Sens. John Thune, R-S.D., and Mark Begich, D-Alaska, introduced the measure, S 3987. Unlike an earlier bill the two senators introduced in May, the latest version approved by the full Senate does not spell out that certain professionals with 20 or fewer employees are exempt. Instead, it uses more general terms to more narrowly define the term "creditor" so that, in effect, far fewer organizations must comply with the Red Flags Rule.
Red Flags ExemptionsIn a colloquy in support of the bill, Sen. Christopher Dodd, D-Conn., said the legislation "makes clear that lawyers, doctors, dentists, orthodontists, pharmacists, veterinarians, accountants, nurse practitioners, social workers, other types of healthcare providers and other service providers will no longer be classified as 'creditors' for the purposes of the Red Flags Rule just because they do not receive payment in full from their clients at the time they provide their services, when they don't offer or maintain accounts that pose a reasonably forseeable risk of identity theft."
Begich added: "This legislation makes clear that these small businesses should not be swept under the Red Flags Rule in the future just because they allow payment to be deferred. ..."
The Federal Trade Commission has postponed enforcement of the Red Flags Rule several times. Lawsuits on behalf of attorneys as well as physicians seeking to block the FTC from applying the rule to these professionals are pending.

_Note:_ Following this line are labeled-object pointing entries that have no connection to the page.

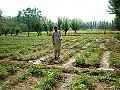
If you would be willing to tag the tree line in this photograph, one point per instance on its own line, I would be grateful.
(31, 20)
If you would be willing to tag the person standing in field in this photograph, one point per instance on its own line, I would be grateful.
(56, 37)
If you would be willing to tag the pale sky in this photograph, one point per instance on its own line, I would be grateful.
(84, 9)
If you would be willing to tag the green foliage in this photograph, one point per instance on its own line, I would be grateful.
(115, 59)
(80, 60)
(85, 81)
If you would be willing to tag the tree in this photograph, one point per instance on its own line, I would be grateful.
(51, 25)
(114, 8)
(65, 24)
(59, 23)
(28, 16)
(75, 24)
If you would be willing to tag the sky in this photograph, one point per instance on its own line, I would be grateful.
(87, 10)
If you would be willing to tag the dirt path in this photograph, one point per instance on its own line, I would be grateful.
(105, 59)
(86, 45)
(69, 63)
(66, 83)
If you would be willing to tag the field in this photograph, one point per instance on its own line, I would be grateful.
(87, 62)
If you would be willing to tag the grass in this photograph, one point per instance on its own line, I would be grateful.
(25, 48)
(89, 79)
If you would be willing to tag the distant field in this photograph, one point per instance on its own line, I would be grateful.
(20, 54)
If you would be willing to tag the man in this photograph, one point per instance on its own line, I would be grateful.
(56, 37)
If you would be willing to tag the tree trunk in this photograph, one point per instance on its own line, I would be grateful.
(11, 33)
(5, 34)
(65, 33)
(28, 34)
(75, 32)
(38, 33)
(47, 33)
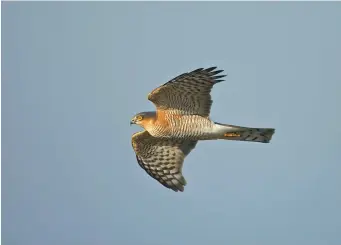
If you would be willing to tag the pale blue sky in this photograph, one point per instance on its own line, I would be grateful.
(73, 74)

Under the Red Flags Rule, which became effective Jan. 1, 2008, organizations that extend credit to their clients must develop and implement written identity theft prevention programs that help identify, detect and respond to patterns, practices or specific activities, known as "red flags," that could indicate identity theft. The rule applies, for example, to banks and federally-chartered credit unions, which are examined for Red Flags compliance by their federal regulators.
Who Does Red Flags Cover?Under S 3987, creditors that must comply with the rule would no longer include those who "advance funds on behalf of a person for expenses incidental to a service provided by the creditor to that person."

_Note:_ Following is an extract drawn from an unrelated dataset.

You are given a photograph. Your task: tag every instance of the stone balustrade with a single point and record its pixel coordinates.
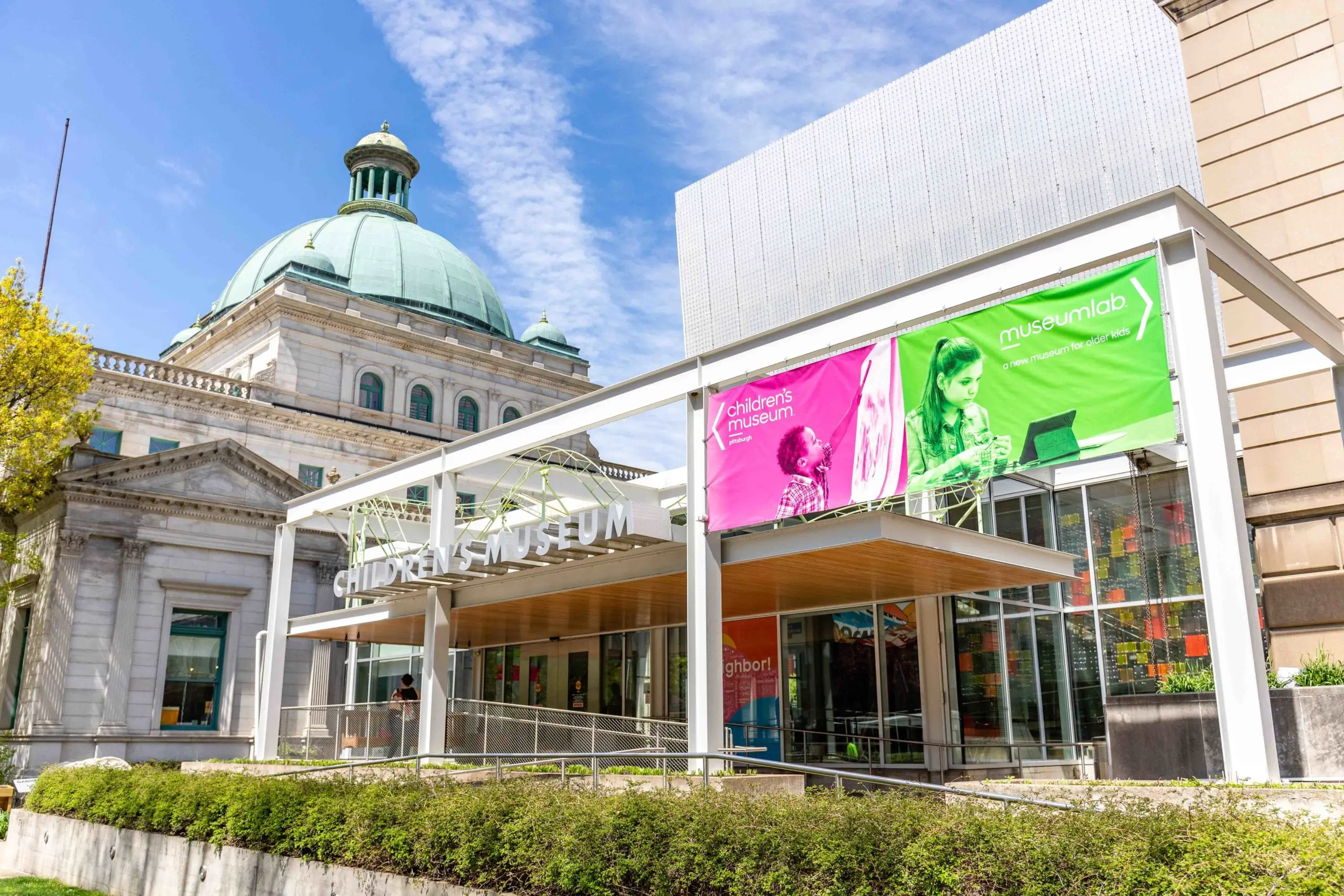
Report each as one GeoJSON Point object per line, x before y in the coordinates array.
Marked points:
{"type": "Point", "coordinates": [144, 368]}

Creditors that must comply, under the bill, are those that obtain and use consumer reports in connection with a credit transaction and furnish information to consumer reporting agencies. Also included are so-called payday loan companies that don't necessarily use consumer reports, according to a staffer for Sen. Begich.
Don Asmonga, government relations manager for the American Health Information Management Association, said the bill apparently would exempt hospitals as well as physicians. He said he interprets the bill's language to mean "If a hospital does not regularly request credit reports, then they would be exempt from the Red Flags Rule."
"The Tune-Begich bill narrows the applicability to cover those creditors where identity thieves can do the most harm," a member of Begich's staff said.
In the colloquy, Thune said, "Any other type of creditor may only be covered through a rulemaking based upon an agency's determination that these type of creditors offer or maintain accounts that pose a reasonably foreseeable risk of identity theft."
The FTC supported the legislation, the Begich staffer said, along with the U.S. Chamber of Commerce, the American Dental Association, American Bar Association and American Institute of Certified Professional Accountants. An FTC spokesman declined to comment on the legislation.